Joe approached and tapped his leg, staring peacefully at him. “Mo Da. Wa ba.”

“Wow Joe. Really good! Say, I’ll get your bottle warmed up right away! Very good! Hey listen, have you pooped in your diaper yet? You might want to pull it down and sit on your own toilet in the bathroom like a big boy, poop like Nick and then come on down to the kitchen and your bottle will be ready. Doesn’t that sound good?”

“Ga Da.” Joe trundled off toward the bathroom.

Charlie, amazed, padded after Joe and descended the stairs as gently as he could, hoping not to stimulate his itches. In the kitchen the air was delightfully cool and silky. Nick was there reading a book. Without looking up he said, “I want to go down to the park and play.”
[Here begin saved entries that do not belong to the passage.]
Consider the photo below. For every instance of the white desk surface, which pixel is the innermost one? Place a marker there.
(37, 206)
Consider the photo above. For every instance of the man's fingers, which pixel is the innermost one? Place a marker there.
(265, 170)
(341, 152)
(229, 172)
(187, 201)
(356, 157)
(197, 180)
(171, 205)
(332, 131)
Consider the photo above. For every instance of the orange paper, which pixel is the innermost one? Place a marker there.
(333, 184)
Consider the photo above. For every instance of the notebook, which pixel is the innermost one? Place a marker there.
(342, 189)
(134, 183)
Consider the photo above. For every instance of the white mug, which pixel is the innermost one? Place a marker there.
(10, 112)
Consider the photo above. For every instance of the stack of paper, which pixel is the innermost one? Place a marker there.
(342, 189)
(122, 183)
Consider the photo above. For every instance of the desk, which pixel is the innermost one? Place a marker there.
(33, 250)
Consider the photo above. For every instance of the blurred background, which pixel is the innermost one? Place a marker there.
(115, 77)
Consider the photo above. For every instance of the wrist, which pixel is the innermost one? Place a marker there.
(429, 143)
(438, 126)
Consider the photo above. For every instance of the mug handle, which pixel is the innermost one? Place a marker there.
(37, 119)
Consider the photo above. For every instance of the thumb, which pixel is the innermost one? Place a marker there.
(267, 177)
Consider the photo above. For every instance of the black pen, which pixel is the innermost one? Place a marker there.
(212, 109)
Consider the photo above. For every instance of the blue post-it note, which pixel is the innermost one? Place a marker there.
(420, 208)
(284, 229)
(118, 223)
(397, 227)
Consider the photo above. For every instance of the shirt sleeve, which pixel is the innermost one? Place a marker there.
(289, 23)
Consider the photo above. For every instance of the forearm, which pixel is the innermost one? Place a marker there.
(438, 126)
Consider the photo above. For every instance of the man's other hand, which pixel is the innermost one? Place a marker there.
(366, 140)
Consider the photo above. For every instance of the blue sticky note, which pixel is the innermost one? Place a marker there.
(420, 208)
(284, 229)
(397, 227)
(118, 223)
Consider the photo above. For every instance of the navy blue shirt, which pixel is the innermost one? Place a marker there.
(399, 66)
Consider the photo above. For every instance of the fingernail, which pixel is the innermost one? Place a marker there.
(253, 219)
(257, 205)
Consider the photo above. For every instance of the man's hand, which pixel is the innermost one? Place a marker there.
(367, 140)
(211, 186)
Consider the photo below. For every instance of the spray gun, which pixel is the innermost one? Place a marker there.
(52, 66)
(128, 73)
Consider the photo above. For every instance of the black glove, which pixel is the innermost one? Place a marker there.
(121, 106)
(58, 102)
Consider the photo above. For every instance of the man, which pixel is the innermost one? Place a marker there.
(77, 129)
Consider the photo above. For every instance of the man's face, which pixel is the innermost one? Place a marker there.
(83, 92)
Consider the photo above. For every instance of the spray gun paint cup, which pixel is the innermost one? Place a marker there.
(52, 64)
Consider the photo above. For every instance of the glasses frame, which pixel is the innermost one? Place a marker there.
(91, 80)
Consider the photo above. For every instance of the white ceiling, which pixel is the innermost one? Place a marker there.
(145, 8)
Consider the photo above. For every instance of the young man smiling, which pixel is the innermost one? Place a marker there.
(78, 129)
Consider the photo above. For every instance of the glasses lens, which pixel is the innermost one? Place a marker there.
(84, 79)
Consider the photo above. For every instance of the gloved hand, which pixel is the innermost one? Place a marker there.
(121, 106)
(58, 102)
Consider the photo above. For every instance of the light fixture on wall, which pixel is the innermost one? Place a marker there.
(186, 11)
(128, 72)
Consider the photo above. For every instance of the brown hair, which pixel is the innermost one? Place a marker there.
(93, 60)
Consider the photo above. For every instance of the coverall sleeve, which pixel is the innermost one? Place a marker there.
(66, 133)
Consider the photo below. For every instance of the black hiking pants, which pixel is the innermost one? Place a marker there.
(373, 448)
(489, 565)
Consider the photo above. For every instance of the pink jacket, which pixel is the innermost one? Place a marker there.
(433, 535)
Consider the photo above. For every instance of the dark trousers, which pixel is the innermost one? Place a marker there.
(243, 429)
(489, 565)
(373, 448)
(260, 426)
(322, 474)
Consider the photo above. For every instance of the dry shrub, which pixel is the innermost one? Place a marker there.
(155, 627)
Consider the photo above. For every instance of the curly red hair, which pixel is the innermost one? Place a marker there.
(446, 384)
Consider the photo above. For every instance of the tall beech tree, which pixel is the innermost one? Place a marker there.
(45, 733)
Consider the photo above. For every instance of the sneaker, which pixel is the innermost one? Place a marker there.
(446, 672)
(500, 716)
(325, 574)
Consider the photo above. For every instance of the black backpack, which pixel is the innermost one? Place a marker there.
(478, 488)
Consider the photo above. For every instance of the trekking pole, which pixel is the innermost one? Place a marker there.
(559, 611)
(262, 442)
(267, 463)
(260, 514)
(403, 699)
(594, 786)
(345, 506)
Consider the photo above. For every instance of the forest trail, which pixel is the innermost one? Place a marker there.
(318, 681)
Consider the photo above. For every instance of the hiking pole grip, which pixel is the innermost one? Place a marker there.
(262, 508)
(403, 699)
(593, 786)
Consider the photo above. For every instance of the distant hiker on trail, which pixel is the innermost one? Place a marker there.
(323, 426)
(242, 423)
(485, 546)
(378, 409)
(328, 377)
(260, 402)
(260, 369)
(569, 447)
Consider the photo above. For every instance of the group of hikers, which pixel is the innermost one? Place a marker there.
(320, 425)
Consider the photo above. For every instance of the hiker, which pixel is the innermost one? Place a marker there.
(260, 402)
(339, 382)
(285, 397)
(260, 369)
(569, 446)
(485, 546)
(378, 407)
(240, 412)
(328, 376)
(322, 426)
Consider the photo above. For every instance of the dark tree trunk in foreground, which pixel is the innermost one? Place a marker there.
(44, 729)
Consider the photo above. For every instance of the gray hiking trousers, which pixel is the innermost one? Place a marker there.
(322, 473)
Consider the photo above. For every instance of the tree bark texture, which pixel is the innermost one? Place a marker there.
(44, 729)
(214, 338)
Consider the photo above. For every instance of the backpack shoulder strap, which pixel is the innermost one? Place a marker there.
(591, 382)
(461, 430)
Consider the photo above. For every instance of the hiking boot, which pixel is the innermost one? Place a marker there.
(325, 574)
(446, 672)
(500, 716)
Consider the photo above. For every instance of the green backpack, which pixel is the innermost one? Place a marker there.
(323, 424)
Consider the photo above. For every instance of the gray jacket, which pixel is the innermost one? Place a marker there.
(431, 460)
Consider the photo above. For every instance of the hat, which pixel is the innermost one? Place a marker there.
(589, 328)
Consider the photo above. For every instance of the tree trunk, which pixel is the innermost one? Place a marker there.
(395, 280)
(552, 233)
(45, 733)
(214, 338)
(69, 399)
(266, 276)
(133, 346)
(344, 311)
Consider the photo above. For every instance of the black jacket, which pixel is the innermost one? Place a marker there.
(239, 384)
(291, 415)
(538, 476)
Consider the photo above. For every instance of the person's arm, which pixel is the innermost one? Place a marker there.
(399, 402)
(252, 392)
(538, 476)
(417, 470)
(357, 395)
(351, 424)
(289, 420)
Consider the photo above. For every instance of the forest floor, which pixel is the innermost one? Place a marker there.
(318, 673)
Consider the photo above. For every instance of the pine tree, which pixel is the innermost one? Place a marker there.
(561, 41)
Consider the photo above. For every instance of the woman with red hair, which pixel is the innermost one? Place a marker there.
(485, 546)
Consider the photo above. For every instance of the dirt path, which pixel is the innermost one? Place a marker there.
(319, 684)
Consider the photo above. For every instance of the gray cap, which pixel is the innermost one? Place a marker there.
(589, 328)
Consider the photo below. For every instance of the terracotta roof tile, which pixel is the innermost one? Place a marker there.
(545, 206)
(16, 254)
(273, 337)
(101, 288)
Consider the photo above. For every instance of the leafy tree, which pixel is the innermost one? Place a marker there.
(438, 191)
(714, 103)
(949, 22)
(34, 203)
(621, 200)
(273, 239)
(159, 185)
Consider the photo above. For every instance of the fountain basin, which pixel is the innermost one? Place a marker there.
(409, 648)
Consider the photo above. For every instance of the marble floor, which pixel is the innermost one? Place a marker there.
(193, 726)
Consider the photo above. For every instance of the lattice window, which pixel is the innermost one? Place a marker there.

“I thought you had homework to do.”

“Well, sort of. But I want to play.”

“Why don’t you do your homework first and then play, that way when you play you’ll be able to really enjoy it.”

Nick cocked his head. “That’s true. Okay, I’ll go do my homework first.” He slipped out, book under his arm.

“Oh, and take your shoes up to your room while you’re on your way.”

“Sure Dad.”

Charlie stared at his reflection in the side of the stove hood. His eyes were round.

“Hmm,” he said. He got Joe’s bottle in its pot, stuck an earphone in his left ear. “Phone, give me Phil…. Hello, Phil, look I wanted to catch you while the thought was fresh, I was thinking that if only we tried to introduce the Chinese aerosols bill again, then we could catch the whole air problem at a kind of fulcrum point and either start a process that would finish with the coal plants here on the East Coast, or else it would serve as a stalking horse, see what I mean?”

“So you’re saying we go after the Chinese again?”

“Well yeah, but as part of your whole package of efforts.”

“And then it either works or it doesn’t work, but gives us some leverage we can use elsewhere? Hmm, good idea Charlie, I’d forgotten that bill, but it was a good one. I’ll give that a try. Call Roy and tell him to get it ready.”

“Sure Phil, consider it done.”

Charlie took the bottle out of the pot and dried it. Joe appeared in the door, naked, holding up his diaper for Charlie’s inspection.